Document(id=fefcdfd715c4f2fc66bdab55a84db31b23f30726b6f593acbf432f312f76a832, dataframe: (1, 5), score: 7.7)

In [28]:
# Let's check the last document
sorted_docs[-1]

Document(id=5063934be73ae00dbddcc65b093948dd6af9bbfd13947c1906509898c0295460, dataframe: (1, 5), score: 4.3)

When we learn about components, we'll see how to use the ranker components to rank documents based on a specific metadata field using the score field.

### Storing the `Documents`: introducing the `DocumentStore` class 

The `DocumentStore` class is an internal component of the Haystack library that serves as a registry for classes that are marked as document stores. A document store in Haystack is a place where documents are stored and retrieved, typically used as part of a pipeline to handle data for search and retrieval tasks. 

Let's begin saving our documents into a DocumentStore.


In [29]:
from haystack.document_stores.in_memory.document_store import InMemoryDocumentStore

We will initialize an InMemoryDocumentStore and save our documents into it. From its documentation:

* Stores data in-memory. It's ephemeral and cannot be saved to disk.
* Uses the BM25 algorithm for document search by default.
* Useful for testing and quick prototyping.


In [32]:
# Write documents to document store
sample_docstore = InMemoryDocumentStore()
sample_docstore.write_documents(documents=sorted_docs)


150

Counting total number of documents in the DocumentStore

In [33]:
sample_docstore.count_documents()

150

Transform DocumentStore into dictionary.

In [34]:
sample_docstore.to_dict()

{'type': 'haystack.document_stores.in_memory.document_store.InMemoryDocumentStore',
 'init_parameters': {'bm25_tokenization_regex': '(?u)\\b\\w\\w+\\b',
  'bm25_algorithm': 'BM25L',
  'bm25_parameters': {},
  'embedding_similarity_function': 'dot_product'}}

Let's add the `Document` associated to the blobs with binary data  to the same `DocumentStore`. Let's add the sample `Document` objects to the `DocumentStore`.

In [35]:
sample_docstore.write_documents(documents=[binary_document_im, binary_document_pdf, sample_document])

3

Let's verify the new record was added.

In [36]:
sample_docstore.count_documents()

153

Let's verify the IDs are unique.

In [37]:
ids = [item.id for item in sample_docstore.filter_documents()]

len(set(ids))

153

## What if the data changes over time, like in a chatbot or in an audio or video file?

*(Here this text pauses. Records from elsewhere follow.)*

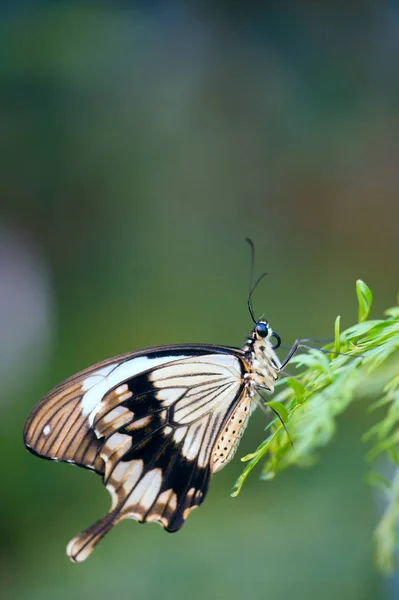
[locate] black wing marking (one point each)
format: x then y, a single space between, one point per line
157 431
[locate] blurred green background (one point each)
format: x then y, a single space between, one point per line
140 143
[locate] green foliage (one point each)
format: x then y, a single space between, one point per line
324 387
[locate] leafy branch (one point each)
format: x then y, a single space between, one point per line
324 387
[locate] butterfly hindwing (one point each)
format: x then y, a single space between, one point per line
147 424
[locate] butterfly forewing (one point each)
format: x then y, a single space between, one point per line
148 424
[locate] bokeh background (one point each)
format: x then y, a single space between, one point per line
140 143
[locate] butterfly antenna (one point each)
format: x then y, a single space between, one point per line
253 286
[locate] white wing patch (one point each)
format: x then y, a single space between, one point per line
99 383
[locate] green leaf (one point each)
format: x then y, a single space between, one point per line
324 387
364 298
337 343
280 409
298 388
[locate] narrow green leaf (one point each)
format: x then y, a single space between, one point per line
298 388
280 409
337 343
365 299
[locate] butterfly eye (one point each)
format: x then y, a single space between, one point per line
278 340
262 330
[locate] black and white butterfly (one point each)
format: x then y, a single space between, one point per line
155 425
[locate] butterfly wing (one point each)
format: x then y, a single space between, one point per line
148 425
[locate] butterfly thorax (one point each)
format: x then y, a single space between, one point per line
263 363
263 368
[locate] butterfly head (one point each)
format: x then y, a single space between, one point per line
263 331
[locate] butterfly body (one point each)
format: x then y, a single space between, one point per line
155 425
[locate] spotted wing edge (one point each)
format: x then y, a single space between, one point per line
80 445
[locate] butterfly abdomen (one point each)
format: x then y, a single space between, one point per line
227 443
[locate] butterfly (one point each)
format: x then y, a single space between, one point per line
155 424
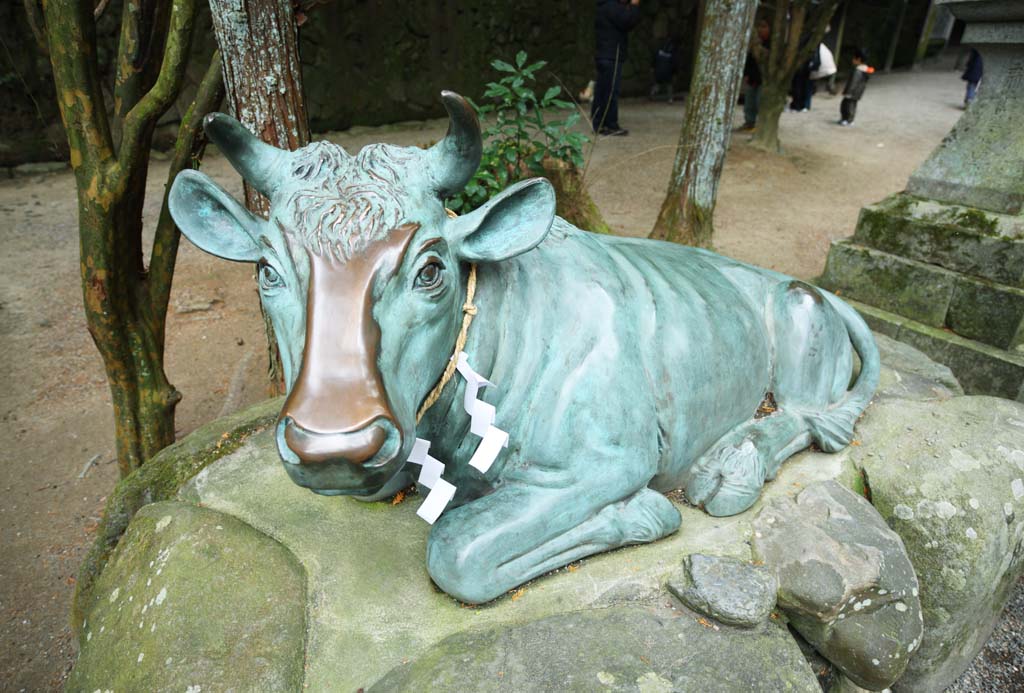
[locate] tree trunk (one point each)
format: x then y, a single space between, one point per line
773 96
687 212
125 302
797 30
260 46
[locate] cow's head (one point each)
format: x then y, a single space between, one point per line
364 276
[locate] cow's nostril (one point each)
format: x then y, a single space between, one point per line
356 447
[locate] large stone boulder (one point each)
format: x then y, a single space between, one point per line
345 588
845 580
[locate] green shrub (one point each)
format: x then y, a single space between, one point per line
519 136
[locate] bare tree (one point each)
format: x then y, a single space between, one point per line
125 300
797 30
687 212
260 44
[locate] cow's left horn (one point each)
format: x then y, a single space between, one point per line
455 159
259 163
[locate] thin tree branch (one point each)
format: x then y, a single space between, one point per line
187 152
34 13
165 90
76 76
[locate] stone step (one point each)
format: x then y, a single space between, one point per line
978 309
961 239
979 367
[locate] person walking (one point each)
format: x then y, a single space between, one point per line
855 85
752 79
614 20
973 74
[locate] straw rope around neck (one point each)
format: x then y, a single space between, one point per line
469 311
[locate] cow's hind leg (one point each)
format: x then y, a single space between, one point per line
813 359
483 549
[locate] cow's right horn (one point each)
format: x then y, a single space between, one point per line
455 159
259 163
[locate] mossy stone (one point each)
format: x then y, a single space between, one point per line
194 600
647 648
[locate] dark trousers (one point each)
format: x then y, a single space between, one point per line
802 89
848 109
604 107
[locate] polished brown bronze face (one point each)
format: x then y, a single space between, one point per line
338 394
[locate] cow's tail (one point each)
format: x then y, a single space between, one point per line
833 428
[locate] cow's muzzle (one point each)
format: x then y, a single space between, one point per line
357 463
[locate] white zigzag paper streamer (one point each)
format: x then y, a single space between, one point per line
481 424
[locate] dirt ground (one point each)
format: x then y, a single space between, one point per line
776 211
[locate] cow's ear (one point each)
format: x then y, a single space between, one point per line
212 219
511 223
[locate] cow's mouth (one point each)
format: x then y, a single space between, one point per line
356 463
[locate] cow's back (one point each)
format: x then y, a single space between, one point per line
690 348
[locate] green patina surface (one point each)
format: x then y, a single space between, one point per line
960 239
371 607
979 367
160 479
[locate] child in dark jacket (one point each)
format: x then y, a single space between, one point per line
854 88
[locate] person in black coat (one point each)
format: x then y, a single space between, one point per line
975 69
614 19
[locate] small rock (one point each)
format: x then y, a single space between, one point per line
727 590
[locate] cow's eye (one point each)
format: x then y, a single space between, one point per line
268 276
429 276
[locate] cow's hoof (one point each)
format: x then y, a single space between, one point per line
727 480
646 516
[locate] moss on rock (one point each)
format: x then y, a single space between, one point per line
194 600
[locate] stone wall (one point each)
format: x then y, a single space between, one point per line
377 61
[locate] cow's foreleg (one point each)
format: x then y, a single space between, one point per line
483 549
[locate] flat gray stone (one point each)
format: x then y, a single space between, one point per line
649 649
347 583
845 580
948 477
730 591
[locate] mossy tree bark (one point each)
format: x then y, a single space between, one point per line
686 214
125 300
797 30
260 43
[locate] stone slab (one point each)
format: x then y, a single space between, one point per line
979 367
963 240
194 600
913 289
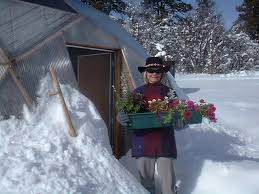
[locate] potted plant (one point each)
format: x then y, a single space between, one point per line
163 112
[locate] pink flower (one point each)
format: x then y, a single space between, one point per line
173 103
202 101
190 105
186 115
196 108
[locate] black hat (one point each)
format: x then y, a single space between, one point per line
154 62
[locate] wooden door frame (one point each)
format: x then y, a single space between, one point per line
118 57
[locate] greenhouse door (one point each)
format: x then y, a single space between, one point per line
95 81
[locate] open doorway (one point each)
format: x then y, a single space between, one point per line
95 73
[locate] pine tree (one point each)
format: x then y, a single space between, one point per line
164 7
249 18
107 6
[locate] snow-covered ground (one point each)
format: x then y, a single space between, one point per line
221 158
38 156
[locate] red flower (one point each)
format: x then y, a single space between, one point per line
173 103
190 105
186 115
202 101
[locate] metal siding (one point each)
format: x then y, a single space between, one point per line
23 25
31 69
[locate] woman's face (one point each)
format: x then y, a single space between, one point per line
154 76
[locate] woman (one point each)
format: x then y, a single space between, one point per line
154 146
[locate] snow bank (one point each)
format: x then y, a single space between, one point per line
38 156
228 178
231 76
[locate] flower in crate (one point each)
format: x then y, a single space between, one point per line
186 110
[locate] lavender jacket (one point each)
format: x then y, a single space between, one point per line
154 142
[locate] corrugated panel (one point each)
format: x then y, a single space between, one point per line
31 69
23 25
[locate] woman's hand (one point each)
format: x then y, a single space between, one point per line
123 118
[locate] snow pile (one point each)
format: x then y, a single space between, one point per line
228 178
38 156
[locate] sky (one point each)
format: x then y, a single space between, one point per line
227 8
38 156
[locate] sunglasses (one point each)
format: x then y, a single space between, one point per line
157 71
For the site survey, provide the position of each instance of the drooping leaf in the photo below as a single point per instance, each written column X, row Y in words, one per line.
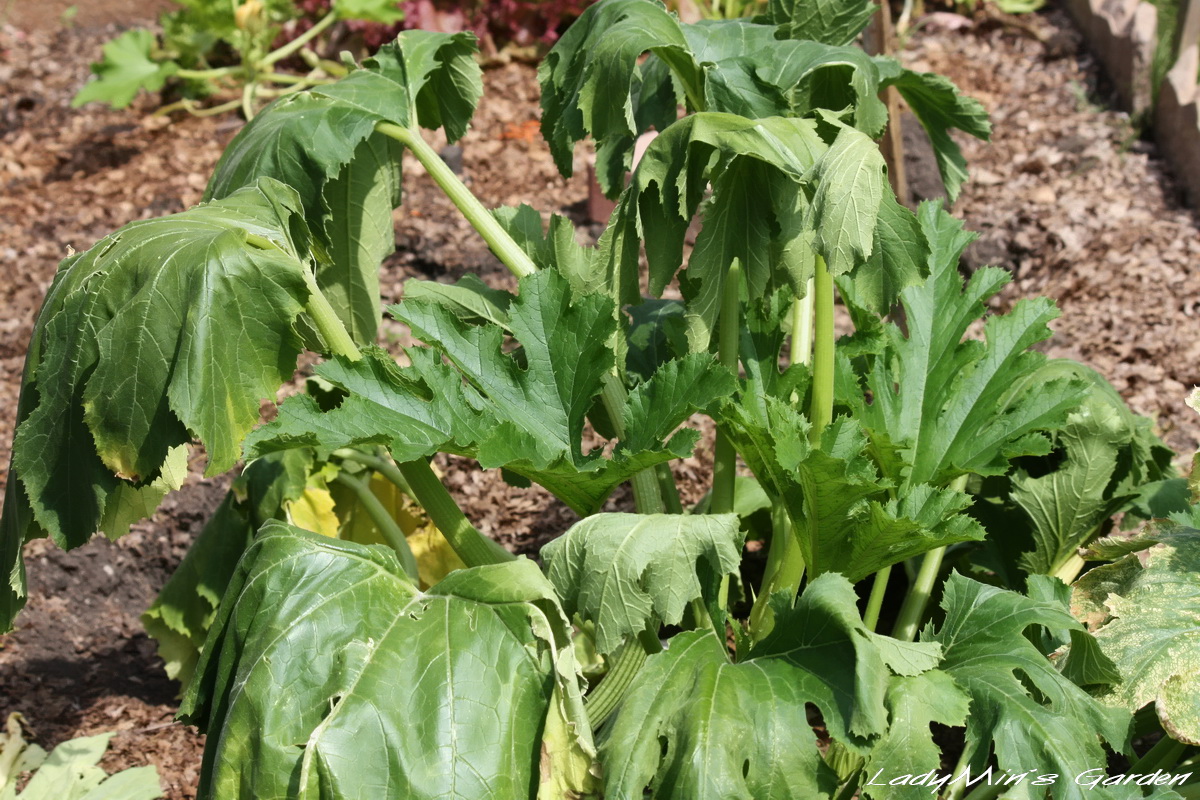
column 907, row 747
column 323, row 142
column 70, row 771
column 588, row 77
column 694, row 725
column 526, row 416
column 1021, row 707
column 393, row 692
column 832, row 22
column 943, row 405
column 628, row 571
column 144, row 341
column 129, row 66
column 940, row 108
column 1146, row 617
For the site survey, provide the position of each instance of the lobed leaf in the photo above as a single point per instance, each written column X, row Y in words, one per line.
column 629, row 572
column 1035, row 717
column 129, row 66
column 521, row 411
column 167, row 329
column 393, row 692
column 942, row 407
column 1146, row 618
column 323, row 142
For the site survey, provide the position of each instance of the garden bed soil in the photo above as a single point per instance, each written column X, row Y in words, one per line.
column 1066, row 196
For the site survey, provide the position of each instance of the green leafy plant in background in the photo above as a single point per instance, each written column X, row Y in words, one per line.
column 910, row 446
column 70, row 771
column 217, row 48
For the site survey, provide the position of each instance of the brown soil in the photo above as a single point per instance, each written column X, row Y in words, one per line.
column 1066, row 196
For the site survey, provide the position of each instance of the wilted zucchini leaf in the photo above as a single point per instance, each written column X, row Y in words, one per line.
column 1035, row 717
column 145, row 341
column 1145, row 613
column 695, row 725
column 70, row 771
column 391, row 692
column 523, row 415
column 940, row 405
column 907, row 747
column 629, row 572
column 323, row 143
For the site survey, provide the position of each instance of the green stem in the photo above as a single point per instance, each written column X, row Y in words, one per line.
column 327, row 322
column 480, row 218
column 383, row 521
column 472, row 546
column 821, row 409
column 604, row 699
column 1163, row 756
column 298, row 42
column 725, row 459
column 871, row 618
column 384, row 467
column 915, row 603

Haystack provides a `ChatMessage` class that can be to represent a chat message. This is useful for chatbots, where the data is constantly changing. It also provides a `StreamingChunk` class that can be used to represent a chunk of data that is streamed in real-time.

![](./images/data-struct2.png)

Both data structures can be used to enhance the functionality of our LLM based pipelines. Let's take a look at each.

#### Let's create a `ChatMessage` data structure

`ChatMessage` comes built in with the following roles

```python
class ChatRole(str, Enum):
    """Enumeration representing the roles within a chat."""

    ASSISTANT = "assistant"
    USER = "user"
    SYSTEM = "system"
    FUNCTION = "function"
```

These can be mapped to the roles present in OpenAI's GPT models. 

Read more https://help.openai.com/en/articles/7042661-chatgpt-api-transition-guide

In [38]:
from haystack.dataclasses import ChatMessage

In [39]:
# Create a message from the assistant
assistant_msg = ChatMessage.from_assistant(content="Hello, how can I assist you today?")

print(assistant_msg)


ChatMessage(content='Hello, how can I assist you today?', role=<ChatRole.ASSISTANT: 'assistant'>, name=None, meta={})


In [40]:
# Create a message from the user
user_msg = ChatMessage.from_user(content="Can you show me the weather forecast?")

print(user_msg)

ChatMessage(content='Can you show me the weather forecast?', role=<ChatRole.USER: 'user'>, name=None, meta={})


In [41]:
# Create a system message, for instance, to indicate that a user has joined the chat
system_msg = ChatMessage.from_system(content="A new user has joined the chat.")

print(system_msg)

ChatMessage(content='A new user has joined the chat.', role=<ChatRole.SYSTEM: 'system'>, name=None, meta={})


In [42]:
# Create a function message, for example, to execute a command to retrieve weather data
function_msg = ChatMessage.from_function(content="Retrieving weather data...", name="fetch_weather")

print(function_msg)

ChatMessage(content='Retrieving weather data...', role=<ChatRole.FUNCTION: 'function'>, name='fetch_weather', meta={})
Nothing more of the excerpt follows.